Volver a amar: Josephine

CAPÍTULO 1

CAPÍTULO 1: Señal de alarma

—Dos dólares con setenta.

La señora que estaba frente a mí en la caja me sonreía afectuosamente mientras me extendía el dinero.

—¿A qué hora sales?

—Veinte y treinta, ya me queda poco por esta jornada.

—Ten cuidado, se comenta que hay un acosador asustando a las mujeres que andan solas por la calle, y en esta noche fría hay poca gente circulando.

—Gracias por la advertencia, si bien vivo cerca, debería salir armada con mi gas pimienta -le dije también sonriendo en retribución a su amabilidad.

El joven que estaba en la cola prestaba especial atención a nuestra conversación. Cuando llegó su turno, pagó en silencio y se marchó.

Podía equivocarme, pero creía haberlo visto antes en la tienda. Era posible que hubiera venido más de una vez si vivía cerca, pero era la primera vez que llamaba mi atención. Probablemente haya sido su silencio, su mirada baja y sus modales finos; era como si quisiera pasar desapercibido, lo que resultaba imposible dada su altura, su elegancia y su aire misterioso.

Aún así, salió y lo olvidé.

Me quedaba aún media hora de trabajo y luego debía pasar por la casa de mi madre a recoger a Min e irnos a casa a cenar, disfrutar un rato de mi niña antes de irnos a descansar, para retomar nuevamente al día siguiente la jornada laboral.

Así era mi vida, y así me gustaba, mi hija y mi madre la llenaban por completo, no podía sentirme más afortunada por tenerlas, ellas eran mi mundo y no deseaba nada más.

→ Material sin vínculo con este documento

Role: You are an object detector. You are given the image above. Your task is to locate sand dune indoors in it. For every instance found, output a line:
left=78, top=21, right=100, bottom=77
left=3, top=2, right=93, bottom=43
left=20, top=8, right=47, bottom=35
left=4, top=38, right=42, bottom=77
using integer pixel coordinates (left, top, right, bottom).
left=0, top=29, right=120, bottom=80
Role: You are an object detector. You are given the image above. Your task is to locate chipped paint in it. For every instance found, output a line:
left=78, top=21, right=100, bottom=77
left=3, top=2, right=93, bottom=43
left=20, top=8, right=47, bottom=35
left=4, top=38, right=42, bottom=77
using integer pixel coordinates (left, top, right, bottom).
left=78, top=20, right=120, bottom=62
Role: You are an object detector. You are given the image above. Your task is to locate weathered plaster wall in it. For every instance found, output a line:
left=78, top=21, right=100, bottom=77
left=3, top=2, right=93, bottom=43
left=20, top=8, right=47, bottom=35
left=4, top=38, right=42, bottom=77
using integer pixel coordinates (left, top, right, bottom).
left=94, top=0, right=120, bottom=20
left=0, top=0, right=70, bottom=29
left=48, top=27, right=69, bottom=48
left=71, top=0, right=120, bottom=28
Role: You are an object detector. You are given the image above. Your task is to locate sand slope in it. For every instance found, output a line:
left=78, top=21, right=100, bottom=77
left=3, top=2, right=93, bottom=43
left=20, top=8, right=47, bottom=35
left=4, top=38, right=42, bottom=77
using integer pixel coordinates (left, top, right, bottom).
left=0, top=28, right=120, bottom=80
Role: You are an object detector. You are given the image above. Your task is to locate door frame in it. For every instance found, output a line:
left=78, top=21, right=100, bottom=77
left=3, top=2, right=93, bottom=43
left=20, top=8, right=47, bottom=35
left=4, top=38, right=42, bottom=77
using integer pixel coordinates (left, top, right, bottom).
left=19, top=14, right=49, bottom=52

Excepto el sábado y domingo, que eran mis días libres, durante la semana yo era la encargada de cerrar la tienda, por ser la empleada más antigua. Así que, cuando se cumplió nuestra hora y ya no quedaban clientes, Annie y yo pusimos orden y limpiamos, y mientras ella acomodaba los últimos productos en las estanterías, yo cerré la caja y nos marchamos, Annie en su bicicleta y yo a pie como de costumbre.

Frente a la tienda de comestibles donde trabajaba, hay un pequeño parque con árboles añejos y arbustos que en primavera se llenan de flores, algunos bancos y juegos para niños, al que solíamos ir con Min y mi madre los fines de semana para que ella juegue con sus amiguitos del barrio y nosotras conversemos tranquilas, sin la urgencia de los horarios y los compromisos de la semana.

La noche estaba helada. El invierno se estaba despidiendo con crudeza, por lo que en el parque no quedaba nadie, excepto por un hombre solitario, sentado en un banco, que miraba justo hacia la tienda. Miré directamente para no demostrar temor, y me pareció distinguir la silueta del joven misterioso que había estado en la tienda hacía cerca de media hora.

¿Qué hacía ahí con esa temperatura y en soledad? Resultaba extraño, pero no me interesaba averiguarlo. Apresuré mi paso hasta llegar a la casa de mi madre, distante a unos pocos metros de la tienda.

Entré deprisa y respiré hondo antes de saludarlas. Estaban entretenidas conversando mientras mi madre cargaba en un bol la cena que nos había preparado, ella tan diligente y cariñosa, a pesar de que le dije mil veces que no se molestara, que yo podía cocinar cuando llegara a casa. Min, que estaba recogiendo sus tareas del jardín en su mochila, cuando me vio corrió hacia mí y, al arrodillarme frente a ella, me abrazó con toda la fuerza de que eran capaces sus pequeños brazos de niña, pero suficiente como para restaurar mi alma y mi cuerpo del ajetreo de la jornada.

—Te amo mi cielo.

—Te amo mami.

Abrigué a mi niña y la cargué en mis brazos, besé a mi madre, le agradecí por la comida y por cuidar de Min, y nos marchamos.

Al salir miré hacia el parque. La figura seguía allí. Sentí escalofríos. Apresuré el paso otra vez y recorrí los cincuenta metros que restaban para llegar a mi casa, donde por fin, al entrar, nos sentí a salvo, y me prometí que al día siguiente saldría armada con mi spray de pimienta por si fuera necesario.